Quick Intro to Burp Suite - Free


Ctrl + Shift + P Proxy tab
Ctrl + F forward the waiting request
Ctrl + T toggle proxy
Ctrl + D drop request


Burp Notes

	1. Intercept Behaviour

		+ Pause on request/response from $TARGET only

			- Under Intercept Client Requests/Responses, click "URL is in scope"


	2. Application Walkthrough

		+ Manually browse and click through the site as much as possible.

			- What can you do as unauthenticated/authenticated user?
			- Any request processed server-side/dbms?
			- Do I control any information that's shown?
			- Manually test input fields with simple ' or "$"


		+ Passive Scanning - analyzes contents of existing requests/responses and deduces vulns

			- Identify vulnerabilties simply by browsing the application as normal user. Can get reportable issues before actual scanning


		+ Sort items/targets by "Time Requested" to browse previously unseen links


	3. Under Target and then Site map

		+ Right click and add to scope, remove everything else

	4. Initial Pilfering


		1. Comapre Site Map - Authenticated vs unauthenticated site map
		2.
		3. Do you want to sort by MIME type, file type, status code, or specific string?
		4. Can right click and Highlight and/or highlight for later

		+ Under Site map

			 - View reponse of each file from "Responder" tab. Look for:
				- Developer comments
				- Email addresses
				- Username/passwords
				- Paths and file locations
			 - Any files you don't recognize?

		+ Sort items/targets by "Time Requested" to browse previously unseen links


	5. Keyword Searching - Pro version only

		+ Right click target, engagement tools, search:

			- "set-cookie"

	6. Spider and Discover target

		- Definitely set limits. Very intensive
		- Make sure to conduct manual browsing to fill up Site Map first
		- Take note of heavy components (AJAX, Flash, etc)
		- Form submission /// Automatic or manual prompts each time
			- Customize appropriately to let customers know we were there

	7. Repeater (ctrl+R) - send request and get instant feedback /// manipulate request one-by-one


		+ Right click target, send to Repeater, GO:

			- Play with any part of HTTP request headers - esp GET/POST/PUT
			- Check mobile backends for OPTIONS parameters
	8. Intruder (ctrl + I)- Iterator /// Automated fuzzing on HTTP parameters; simluated automated attack

		* Can do username enumeration, insecure direct object references,

		1. Select Target

			- Right click target, send to Intruder, GO, Positions:
				- Clear the initial shit
		2. Set Positions

			- Tests everything with an "="
				- OR highlight/right click the parameter you want to fuzz, "Add" then go to Payload tab and "Fuzzing - Full"
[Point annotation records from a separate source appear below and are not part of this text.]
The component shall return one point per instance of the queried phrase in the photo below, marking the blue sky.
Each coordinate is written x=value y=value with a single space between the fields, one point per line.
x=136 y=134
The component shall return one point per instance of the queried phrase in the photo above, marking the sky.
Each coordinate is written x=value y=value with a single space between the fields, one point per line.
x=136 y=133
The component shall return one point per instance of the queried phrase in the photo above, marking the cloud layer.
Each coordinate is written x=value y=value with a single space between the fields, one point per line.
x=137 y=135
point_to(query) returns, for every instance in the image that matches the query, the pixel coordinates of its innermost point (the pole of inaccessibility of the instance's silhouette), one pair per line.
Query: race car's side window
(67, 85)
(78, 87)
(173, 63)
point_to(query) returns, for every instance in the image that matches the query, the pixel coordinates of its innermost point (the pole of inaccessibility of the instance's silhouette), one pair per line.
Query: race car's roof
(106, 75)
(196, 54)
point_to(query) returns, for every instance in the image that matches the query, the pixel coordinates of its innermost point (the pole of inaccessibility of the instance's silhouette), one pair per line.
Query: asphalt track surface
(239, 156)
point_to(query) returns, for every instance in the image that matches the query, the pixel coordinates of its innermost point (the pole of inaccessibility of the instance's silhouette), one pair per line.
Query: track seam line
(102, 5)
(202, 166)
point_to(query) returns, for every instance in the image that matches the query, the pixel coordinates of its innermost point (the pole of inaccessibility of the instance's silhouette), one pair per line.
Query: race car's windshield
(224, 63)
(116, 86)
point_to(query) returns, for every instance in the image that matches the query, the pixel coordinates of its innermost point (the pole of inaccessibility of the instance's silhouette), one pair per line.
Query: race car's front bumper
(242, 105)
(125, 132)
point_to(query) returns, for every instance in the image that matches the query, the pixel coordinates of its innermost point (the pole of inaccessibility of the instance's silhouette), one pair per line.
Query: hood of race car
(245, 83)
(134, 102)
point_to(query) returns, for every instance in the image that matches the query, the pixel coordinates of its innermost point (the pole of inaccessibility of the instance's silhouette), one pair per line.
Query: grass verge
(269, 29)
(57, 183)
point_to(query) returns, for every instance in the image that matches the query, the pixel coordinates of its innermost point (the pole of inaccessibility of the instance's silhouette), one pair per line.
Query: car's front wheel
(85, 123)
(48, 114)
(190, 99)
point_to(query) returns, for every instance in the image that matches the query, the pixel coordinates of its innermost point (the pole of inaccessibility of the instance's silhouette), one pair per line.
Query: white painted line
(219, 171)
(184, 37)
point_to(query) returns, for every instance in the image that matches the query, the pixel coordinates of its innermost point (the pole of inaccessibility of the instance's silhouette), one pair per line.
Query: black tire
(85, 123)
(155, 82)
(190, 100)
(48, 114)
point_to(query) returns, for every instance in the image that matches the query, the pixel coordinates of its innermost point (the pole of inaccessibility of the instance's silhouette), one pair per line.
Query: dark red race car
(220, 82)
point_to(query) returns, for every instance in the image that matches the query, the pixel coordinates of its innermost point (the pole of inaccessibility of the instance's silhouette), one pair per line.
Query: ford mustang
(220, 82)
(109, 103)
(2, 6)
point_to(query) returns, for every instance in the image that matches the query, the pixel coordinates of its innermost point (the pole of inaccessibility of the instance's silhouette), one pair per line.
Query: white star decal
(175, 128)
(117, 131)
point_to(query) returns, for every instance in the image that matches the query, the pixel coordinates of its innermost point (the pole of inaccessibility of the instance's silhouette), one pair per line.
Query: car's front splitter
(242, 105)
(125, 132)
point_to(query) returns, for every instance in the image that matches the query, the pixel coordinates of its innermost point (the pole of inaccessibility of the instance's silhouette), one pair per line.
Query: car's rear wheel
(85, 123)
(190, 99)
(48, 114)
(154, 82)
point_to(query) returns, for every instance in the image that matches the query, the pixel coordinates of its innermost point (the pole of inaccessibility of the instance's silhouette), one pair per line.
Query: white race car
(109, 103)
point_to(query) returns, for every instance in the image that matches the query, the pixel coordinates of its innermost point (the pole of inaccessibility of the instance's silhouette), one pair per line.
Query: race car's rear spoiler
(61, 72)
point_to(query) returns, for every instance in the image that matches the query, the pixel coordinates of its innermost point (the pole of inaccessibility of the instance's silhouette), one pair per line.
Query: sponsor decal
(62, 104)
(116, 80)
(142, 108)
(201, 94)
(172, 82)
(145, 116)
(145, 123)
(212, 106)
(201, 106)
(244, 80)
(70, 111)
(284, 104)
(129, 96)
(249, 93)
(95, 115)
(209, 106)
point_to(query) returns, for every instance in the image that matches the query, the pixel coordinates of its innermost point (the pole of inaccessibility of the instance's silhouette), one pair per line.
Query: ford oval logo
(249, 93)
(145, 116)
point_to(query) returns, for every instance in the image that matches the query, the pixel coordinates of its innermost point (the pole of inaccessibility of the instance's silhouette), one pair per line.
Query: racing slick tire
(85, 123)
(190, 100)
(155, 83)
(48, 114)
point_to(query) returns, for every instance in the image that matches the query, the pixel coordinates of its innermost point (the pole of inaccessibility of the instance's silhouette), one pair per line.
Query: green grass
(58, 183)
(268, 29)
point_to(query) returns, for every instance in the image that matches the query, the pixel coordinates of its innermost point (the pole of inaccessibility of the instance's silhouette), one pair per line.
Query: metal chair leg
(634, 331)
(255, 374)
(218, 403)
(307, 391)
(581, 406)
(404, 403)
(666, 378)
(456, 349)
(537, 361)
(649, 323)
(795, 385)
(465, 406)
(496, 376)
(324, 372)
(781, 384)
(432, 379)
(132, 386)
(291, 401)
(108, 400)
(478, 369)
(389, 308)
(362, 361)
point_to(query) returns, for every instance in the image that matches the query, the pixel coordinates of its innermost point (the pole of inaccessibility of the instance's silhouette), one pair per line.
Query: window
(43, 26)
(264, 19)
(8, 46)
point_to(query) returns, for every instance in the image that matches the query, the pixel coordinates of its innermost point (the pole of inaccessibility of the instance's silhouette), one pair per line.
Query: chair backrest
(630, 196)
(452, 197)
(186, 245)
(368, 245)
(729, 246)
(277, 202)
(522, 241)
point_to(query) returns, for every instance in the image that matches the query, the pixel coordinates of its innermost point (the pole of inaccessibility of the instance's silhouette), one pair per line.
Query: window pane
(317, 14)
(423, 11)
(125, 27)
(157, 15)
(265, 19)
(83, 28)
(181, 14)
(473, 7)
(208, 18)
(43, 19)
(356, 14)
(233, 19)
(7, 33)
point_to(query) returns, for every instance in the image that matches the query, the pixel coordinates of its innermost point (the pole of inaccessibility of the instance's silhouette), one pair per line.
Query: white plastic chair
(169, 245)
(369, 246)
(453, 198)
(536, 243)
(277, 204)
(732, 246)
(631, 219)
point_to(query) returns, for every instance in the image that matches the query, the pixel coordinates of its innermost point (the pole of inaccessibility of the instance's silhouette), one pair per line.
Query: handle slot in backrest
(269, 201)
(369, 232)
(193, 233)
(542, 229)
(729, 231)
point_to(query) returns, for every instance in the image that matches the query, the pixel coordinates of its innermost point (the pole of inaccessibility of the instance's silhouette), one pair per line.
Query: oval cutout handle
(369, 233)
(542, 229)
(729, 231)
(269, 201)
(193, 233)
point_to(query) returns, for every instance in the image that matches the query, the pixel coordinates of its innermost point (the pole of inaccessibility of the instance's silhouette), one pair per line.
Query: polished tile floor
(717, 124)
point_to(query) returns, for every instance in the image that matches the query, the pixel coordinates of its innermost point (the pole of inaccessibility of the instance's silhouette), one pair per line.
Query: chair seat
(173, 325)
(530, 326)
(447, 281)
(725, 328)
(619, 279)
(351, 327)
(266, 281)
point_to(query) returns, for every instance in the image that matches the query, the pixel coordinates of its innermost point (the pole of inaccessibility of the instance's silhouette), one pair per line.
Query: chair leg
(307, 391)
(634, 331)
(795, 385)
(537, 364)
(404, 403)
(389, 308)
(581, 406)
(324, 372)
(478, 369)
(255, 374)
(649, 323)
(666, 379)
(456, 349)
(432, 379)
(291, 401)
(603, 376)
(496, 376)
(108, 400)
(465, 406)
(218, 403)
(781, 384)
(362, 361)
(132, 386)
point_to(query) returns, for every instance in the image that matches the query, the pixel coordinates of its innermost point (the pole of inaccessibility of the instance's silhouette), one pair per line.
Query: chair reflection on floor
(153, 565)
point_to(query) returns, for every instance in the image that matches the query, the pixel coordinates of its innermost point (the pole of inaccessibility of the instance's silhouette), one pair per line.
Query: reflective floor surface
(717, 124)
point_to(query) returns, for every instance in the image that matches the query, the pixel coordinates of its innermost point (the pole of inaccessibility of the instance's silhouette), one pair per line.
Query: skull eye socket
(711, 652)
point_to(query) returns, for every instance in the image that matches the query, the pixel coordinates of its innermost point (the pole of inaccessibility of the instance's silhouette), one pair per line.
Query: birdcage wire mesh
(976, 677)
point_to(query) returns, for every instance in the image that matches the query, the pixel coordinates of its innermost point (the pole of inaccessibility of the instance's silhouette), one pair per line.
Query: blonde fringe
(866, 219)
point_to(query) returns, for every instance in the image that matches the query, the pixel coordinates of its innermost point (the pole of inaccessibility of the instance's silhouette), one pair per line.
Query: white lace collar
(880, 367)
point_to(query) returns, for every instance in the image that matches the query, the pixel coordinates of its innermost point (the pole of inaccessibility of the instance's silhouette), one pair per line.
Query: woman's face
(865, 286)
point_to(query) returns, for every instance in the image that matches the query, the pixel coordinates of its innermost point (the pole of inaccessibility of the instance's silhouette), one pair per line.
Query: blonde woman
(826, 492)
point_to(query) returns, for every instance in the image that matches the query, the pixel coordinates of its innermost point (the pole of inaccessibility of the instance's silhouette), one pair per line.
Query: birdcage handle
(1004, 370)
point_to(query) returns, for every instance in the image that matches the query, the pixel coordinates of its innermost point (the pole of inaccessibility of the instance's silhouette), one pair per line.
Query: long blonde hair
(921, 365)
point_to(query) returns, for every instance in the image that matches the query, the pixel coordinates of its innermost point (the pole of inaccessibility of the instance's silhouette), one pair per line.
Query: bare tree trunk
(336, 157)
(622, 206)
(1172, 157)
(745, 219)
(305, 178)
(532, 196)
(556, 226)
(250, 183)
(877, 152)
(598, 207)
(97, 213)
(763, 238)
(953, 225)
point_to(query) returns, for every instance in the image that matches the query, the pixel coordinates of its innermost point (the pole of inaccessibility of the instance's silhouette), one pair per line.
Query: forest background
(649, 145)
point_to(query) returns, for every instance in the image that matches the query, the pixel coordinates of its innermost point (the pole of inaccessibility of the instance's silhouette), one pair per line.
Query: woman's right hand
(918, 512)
		3. Set Payload - Example - Go to HTTP History, find request (POST) that has parameters for fuzzing

							- Tests everything with an "="
				- OR highlight/right click the parameter you want to fuzz, "Add" then go to Payload tab and "Fuzzing - Full"


				- Extension Generated: We can use a specific type of Burp Extension to generate our payloads. As I said, this is infinitely customizable.

				- ECB Block Shuffler: This is used to shuffle blocks of cipher text in ECB encrypted data to bypass application logic if required. Since ECB ciphers encrypt blocks independently, previously known plain text wil give us predictable cipher text. There are attacks to manipulate this inapplication logic.

				- Character Frobber: This is useful to check whether a unique value is being considered for processing or if changing one character has no effect on it.

				- Null Payloads: Sometimes, we just want the application to generate and give us different values for every request that can be fed into the sequencer tool, which can be be done using this option.

			- More payloads from
				- FuzzDB
				- OWASP DirBuster
				- Web App URLs (https://github.com/pwnwiki/webappurls)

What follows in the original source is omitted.